You can download the article from Lancaster University’s repository.

Aurorasaurus: a Citizen Science Platform for Viewing and Reporting the Aurora

The article “Aurorasaurus: a Citizen Science Platform for Viewing and Reporting the Aurora” was recently accepted to the American Geophysical Union (AGU) journal Space Weather. The article, which was co-authored by Nathan, describes the Aurorasaurus citizen science project in detail, including its aims and scopes and data collection methods.

Abstract

A new, citizen science based, aurora observing and reporting platform has been developed with the primary aim of collecting auroral observations made by the general public to further improve the modeling of the aurora. In addition, the real-time ability of this platform facilitates the combination of citizen science observations with auroral oval models to improve auroral visibility nowcasting. Aurorasaurus provides easily understandable aurora information, basic gamification, and real-time location-based notification of verified aurora activity to engage citizen scientists. The Aurorasaurus project is one of only a handful of space weather citizen science projects and can provide useful results for the space weather and citizen science communities. Early results are promising with over 2,000 registered users submitting over 1,000 aurora observations and verifying over 1,700 aurora sightings posted on Twitter.

You can download the article from Lancaster University’s repository.

Mapping Auroral Activity with Twitter

The article “Mapping Auroral Activity with Twitter” was recently accepted to the American Geophysical Union (AGU) journal Geophysical Research Letters (GRL). The study presented in the article compared the  daily number of aurora-related tweets to several measures of auroral activity and found that the two data showed strong correlation.

Abstract

Twitter is a popular, publicly-accessible, social media service that has proven useful in mapping large-scale events in real-time. In this study, for the first time, the use of Twitter as a measure of auroral activity is investigated. Peaks in the number of aurora-related tweets are found to frequently coincide with geomagnetic disturbances (detection rate of 91%). Additionally, the number of daily aurora-related tweets is found to strongly correlate with several auroral strength proxies (ravg ≈ 0.7). An examination is made of the bias for location and time of day within Twitter data, and a first order correction of these effects is presented. Overall, the results suggest that Twitter can provide both specific details about an individual aurora and accurate real-time indication of when, and even from where, an aurora is visible.
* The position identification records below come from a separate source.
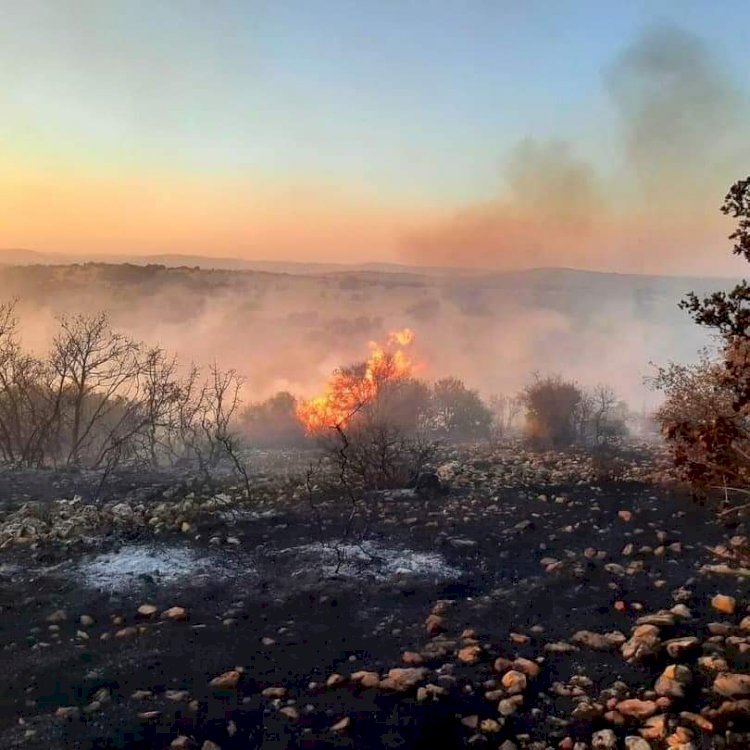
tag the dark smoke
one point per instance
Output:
(680, 143)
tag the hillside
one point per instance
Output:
(287, 330)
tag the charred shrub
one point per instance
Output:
(552, 406)
(458, 413)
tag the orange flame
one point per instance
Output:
(350, 389)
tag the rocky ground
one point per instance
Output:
(540, 602)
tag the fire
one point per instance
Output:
(350, 389)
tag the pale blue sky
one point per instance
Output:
(167, 121)
(421, 98)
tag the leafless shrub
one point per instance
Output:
(100, 400)
(552, 410)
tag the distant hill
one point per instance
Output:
(287, 326)
(24, 257)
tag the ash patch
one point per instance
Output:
(133, 565)
(368, 560)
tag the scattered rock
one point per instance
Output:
(226, 681)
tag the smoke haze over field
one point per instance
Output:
(290, 332)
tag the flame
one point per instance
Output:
(348, 390)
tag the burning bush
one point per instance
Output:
(369, 418)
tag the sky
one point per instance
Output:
(486, 133)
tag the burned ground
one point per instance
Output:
(520, 554)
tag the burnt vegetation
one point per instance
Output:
(397, 562)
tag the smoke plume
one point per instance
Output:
(679, 144)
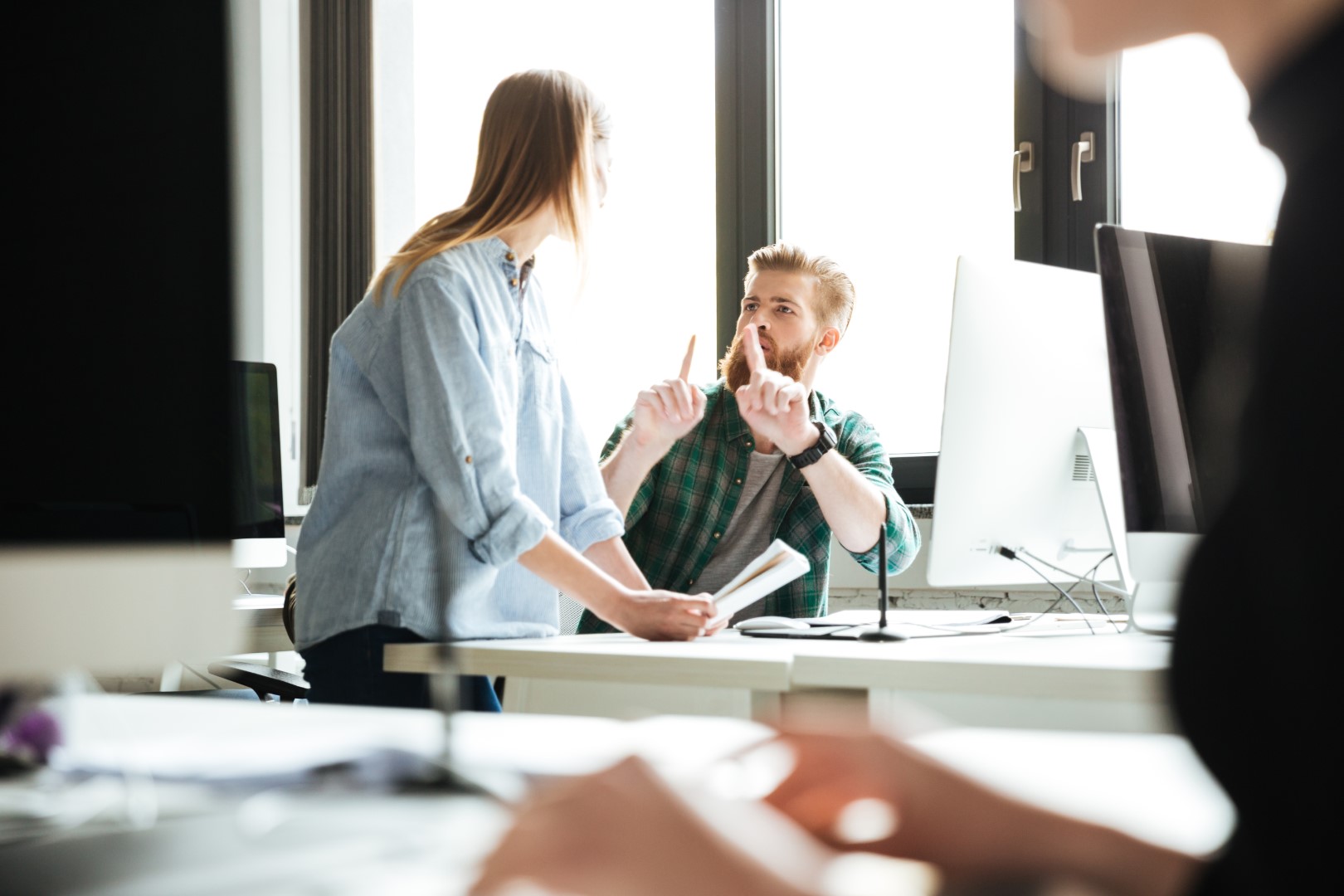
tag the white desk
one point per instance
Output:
(1053, 680)
(340, 843)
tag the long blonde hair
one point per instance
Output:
(535, 148)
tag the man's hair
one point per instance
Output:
(835, 289)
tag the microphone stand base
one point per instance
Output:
(882, 635)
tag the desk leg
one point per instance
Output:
(910, 711)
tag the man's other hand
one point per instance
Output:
(668, 410)
(773, 405)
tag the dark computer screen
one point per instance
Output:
(1179, 314)
(258, 500)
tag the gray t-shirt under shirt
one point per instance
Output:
(749, 529)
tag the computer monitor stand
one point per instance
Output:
(1105, 462)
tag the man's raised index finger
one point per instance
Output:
(752, 344)
(686, 362)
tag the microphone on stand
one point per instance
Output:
(882, 633)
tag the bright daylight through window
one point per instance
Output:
(1190, 162)
(891, 117)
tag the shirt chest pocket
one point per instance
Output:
(539, 375)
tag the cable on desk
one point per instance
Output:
(1064, 596)
(1074, 575)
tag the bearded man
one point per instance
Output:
(707, 477)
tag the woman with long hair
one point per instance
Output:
(455, 490)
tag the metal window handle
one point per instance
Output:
(1083, 151)
(1022, 163)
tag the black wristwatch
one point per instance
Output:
(813, 455)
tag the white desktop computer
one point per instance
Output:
(1029, 446)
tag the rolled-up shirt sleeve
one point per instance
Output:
(587, 514)
(863, 448)
(457, 426)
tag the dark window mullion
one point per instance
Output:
(1051, 227)
(746, 128)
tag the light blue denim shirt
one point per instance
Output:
(450, 449)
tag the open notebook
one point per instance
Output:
(777, 566)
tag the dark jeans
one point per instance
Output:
(348, 668)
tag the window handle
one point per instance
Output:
(1022, 163)
(1083, 151)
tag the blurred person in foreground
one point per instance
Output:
(1249, 681)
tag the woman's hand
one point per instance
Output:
(665, 616)
(622, 832)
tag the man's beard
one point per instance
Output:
(791, 363)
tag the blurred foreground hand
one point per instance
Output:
(626, 832)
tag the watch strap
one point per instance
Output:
(825, 442)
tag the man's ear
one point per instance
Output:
(827, 342)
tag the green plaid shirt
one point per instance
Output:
(689, 497)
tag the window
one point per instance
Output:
(895, 125)
(1190, 162)
(266, 208)
(650, 280)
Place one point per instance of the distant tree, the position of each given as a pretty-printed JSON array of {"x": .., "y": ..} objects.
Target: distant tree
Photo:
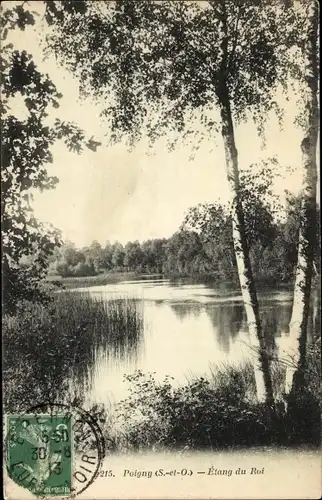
[
  {"x": 133, "y": 257},
  {"x": 156, "y": 63},
  {"x": 118, "y": 255}
]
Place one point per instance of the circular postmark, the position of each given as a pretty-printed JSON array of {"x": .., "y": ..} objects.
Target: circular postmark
[{"x": 54, "y": 449}]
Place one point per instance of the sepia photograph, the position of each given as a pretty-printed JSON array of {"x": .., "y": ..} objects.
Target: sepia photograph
[{"x": 161, "y": 272}]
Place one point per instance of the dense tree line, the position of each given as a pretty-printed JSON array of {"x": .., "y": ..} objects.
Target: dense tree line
[{"x": 201, "y": 248}]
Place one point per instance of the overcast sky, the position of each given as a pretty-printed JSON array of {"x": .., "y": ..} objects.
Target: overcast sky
[{"x": 116, "y": 195}]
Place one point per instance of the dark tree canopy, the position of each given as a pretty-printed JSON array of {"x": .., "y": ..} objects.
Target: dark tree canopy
[
  {"x": 25, "y": 153},
  {"x": 159, "y": 64}
]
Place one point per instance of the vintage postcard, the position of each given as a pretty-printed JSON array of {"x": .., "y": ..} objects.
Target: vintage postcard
[{"x": 161, "y": 249}]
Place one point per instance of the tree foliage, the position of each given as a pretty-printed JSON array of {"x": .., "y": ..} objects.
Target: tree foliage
[{"x": 159, "y": 66}]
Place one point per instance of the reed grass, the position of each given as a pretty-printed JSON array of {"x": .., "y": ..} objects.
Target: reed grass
[{"x": 44, "y": 344}]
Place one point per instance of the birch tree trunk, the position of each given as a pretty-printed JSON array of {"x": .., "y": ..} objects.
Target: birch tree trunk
[
  {"x": 307, "y": 232},
  {"x": 264, "y": 386}
]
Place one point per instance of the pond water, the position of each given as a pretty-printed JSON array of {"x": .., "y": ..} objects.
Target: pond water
[{"x": 188, "y": 329}]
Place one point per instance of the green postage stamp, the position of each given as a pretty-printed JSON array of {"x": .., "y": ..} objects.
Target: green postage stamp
[
  {"x": 54, "y": 450},
  {"x": 39, "y": 453}
]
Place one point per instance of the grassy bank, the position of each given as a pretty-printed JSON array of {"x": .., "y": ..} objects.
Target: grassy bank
[
  {"x": 43, "y": 345},
  {"x": 219, "y": 412}
]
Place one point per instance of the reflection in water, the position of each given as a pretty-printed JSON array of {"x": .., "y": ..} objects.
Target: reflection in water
[
  {"x": 187, "y": 329},
  {"x": 227, "y": 322}
]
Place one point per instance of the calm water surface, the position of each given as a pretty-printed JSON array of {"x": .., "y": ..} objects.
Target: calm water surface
[{"x": 188, "y": 329}]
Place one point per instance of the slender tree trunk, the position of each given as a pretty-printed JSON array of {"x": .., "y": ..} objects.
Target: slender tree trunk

The work undertaken was a small part of the much bigger Aurorasaurus project.

St Patrick’s Day: a Success for Citizen Science

The article “Aurorasaurus and the St Patrick’s Day storm” was recently accepted for publication in the Royal Astronomical Society (RAS) journal Astronomy & Geophysics (A&G).

The recent St. Patrick’s Day geomagnetic storm provided a rare chance for the public to witness a dazzling auroral display, even from mid-latitudes. An unprecedented number of citizen scientists reported their sightings to Aurorasaurus, offering an exciting opportunity for future scientific study.

The work undertaken was a small part of the much bigger Aurorasaurus project.